India certainly reveres the cow. Across the country there are 4,000 cow hospitals, called gaushalas, where sick cows are sheltered. The main threat to cow health is plastic bags. Each morning, well-meaning people bring plastic bags full of left-over food, rice, vegetables to feed the herd of cows that roam the dual carriageway beside my apartment. Plastic bags clog up the cows’ rumen, reticulum, omasum and abomasum, causing intestinal obstruction and eventual death. The Prime Minister, Narendra Modi, is on record as saying that more cows die from eating plastic than are illegally slaughtered in India (they can only be legally butchered in Kerala and West Bengal).


The gaushalas get a government grant of 25p per day to feed each cow, but even in India, this does not go far. Cows eat 10kg of food per day when healthy, costing over ten times this amount. Volunteers staff the shelters and often donate fodder, but this is not enough to prevent several cows dying every day in each gaushala.

When I walk to the swimming pool each morning, I attract cows because they think I am bringing them food in my shoulder bag. It just contains a towel and my swimsuit. The most cows I have counted in the street is sixteen. Although they block the road, no driver ever bumps them. Sometimes a vehicle will stop in the fast lane so that the driver can feed the cows. I have even seen a scooter slow down so the passenger can pass out chapattis to cows on the move.
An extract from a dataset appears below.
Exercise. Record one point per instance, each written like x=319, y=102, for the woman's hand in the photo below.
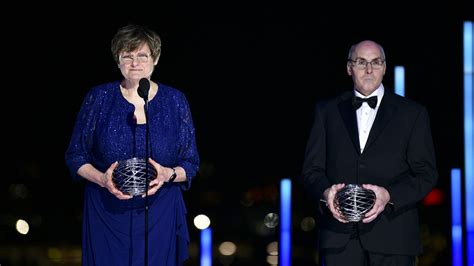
x=162, y=176
x=106, y=181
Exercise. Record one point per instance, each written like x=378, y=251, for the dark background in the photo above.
x=252, y=76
The road is splattered with cow pats and the smell can be disgusting at times. At the end of the road there is an area where people bring rubbish. It is just dumped in the road forming a series of hillocks for about thirty metres. Most of this is discarded food, coconuts, paper, vegetable peelings and inevitably, plastic bags. People often put left-overs inside a plastic bag and knot it. There are usually half a dozen cows scavenging on the piles when I walk past at 6:45am each morning. I thought that these cows were “wild”, but I recently heard that they are actually owned by someone who sets them loose to graze in the city’s roadside rubbish dumps.
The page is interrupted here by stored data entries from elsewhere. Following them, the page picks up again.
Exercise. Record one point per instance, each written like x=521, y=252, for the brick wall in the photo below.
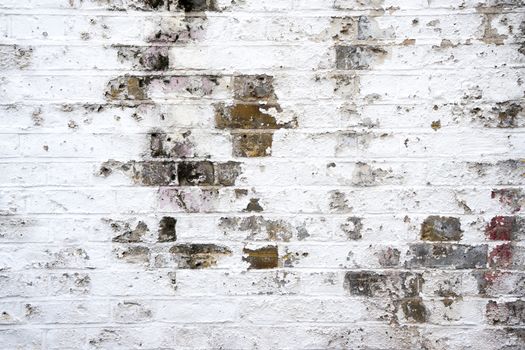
x=238, y=174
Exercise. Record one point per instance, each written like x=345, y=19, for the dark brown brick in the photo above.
x=262, y=258
x=252, y=144
x=167, y=229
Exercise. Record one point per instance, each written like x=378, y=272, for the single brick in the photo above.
x=245, y=116
x=505, y=228
x=252, y=144
x=512, y=198
x=262, y=258
x=443, y=255
x=151, y=173
x=195, y=5
x=501, y=256
x=253, y=88
x=133, y=254
x=148, y=173
x=128, y=88
x=358, y=56
x=414, y=310
x=198, y=256
x=352, y=228
x=227, y=173
x=383, y=284
x=510, y=313
x=167, y=229
x=441, y=228
x=196, y=173
x=128, y=235
x=155, y=58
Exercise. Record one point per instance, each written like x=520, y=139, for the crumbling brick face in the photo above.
x=290, y=174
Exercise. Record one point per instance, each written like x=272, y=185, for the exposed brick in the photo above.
x=198, y=256
x=441, y=228
x=167, y=229
x=505, y=228
x=510, y=313
x=252, y=144
x=262, y=258
x=441, y=255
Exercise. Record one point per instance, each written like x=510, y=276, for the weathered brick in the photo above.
x=262, y=258
x=198, y=255
x=252, y=144
x=510, y=313
x=440, y=228
x=383, y=284
x=358, y=57
x=167, y=229
x=441, y=255
x=505, y=228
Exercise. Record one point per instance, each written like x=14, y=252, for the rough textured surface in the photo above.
x=241, y=174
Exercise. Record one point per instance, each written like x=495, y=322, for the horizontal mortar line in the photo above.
x=227, y=72
x=197, y=102
x=261, y=187
x=415, y=72
x=350, y=244
x=66, y=41
x=270, y=161
x=242, y=325
x=454, y=130
x=271, y=13
x=422, y=101
x=478, y=158
x=204, y=43
x=207, y=297
x=172, y=213
x=277, y=12
x=117, y=215
x=228, y=270
x=243, y=272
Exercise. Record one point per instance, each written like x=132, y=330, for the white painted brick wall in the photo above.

Krishna is a cowherd in Goloka (“cow planet”). Here he is playing his flute to entertain the milkmaids (“gopis”). This miniature is from the National Museum in Delhi.
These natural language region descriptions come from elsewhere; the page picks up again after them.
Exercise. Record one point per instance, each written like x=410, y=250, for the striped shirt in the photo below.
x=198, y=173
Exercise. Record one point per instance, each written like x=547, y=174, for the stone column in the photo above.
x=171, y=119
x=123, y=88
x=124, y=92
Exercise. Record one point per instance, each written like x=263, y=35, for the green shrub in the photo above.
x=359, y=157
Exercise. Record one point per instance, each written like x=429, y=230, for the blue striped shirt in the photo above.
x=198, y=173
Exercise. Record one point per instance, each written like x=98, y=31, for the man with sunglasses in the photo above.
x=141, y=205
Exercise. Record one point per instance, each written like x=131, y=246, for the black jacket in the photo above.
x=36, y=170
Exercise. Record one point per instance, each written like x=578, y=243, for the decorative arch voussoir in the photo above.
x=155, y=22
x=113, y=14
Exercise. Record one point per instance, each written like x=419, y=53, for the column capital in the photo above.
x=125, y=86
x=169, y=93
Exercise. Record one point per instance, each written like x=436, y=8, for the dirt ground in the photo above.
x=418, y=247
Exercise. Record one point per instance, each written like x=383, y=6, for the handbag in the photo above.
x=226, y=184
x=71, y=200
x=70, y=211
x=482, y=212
There are almost 300 million cows in India, more than in any other country. Just think of their huge contribution to global warming with the greenhouse gases produced in their stomachs. Holy cow.

Edge Photo Challenge


It is coming close to the time of Durga Puja. Durga is the Goddess of the creation and destruction of the world. This Bengali man is slicing off the heads of chickens with a sharp edge, fixed to a wooden plank. I took the photograph this morning in Chittaranjan using a Panasonic Lumix LX100 1/50th sec at f5.6, ISO 1600.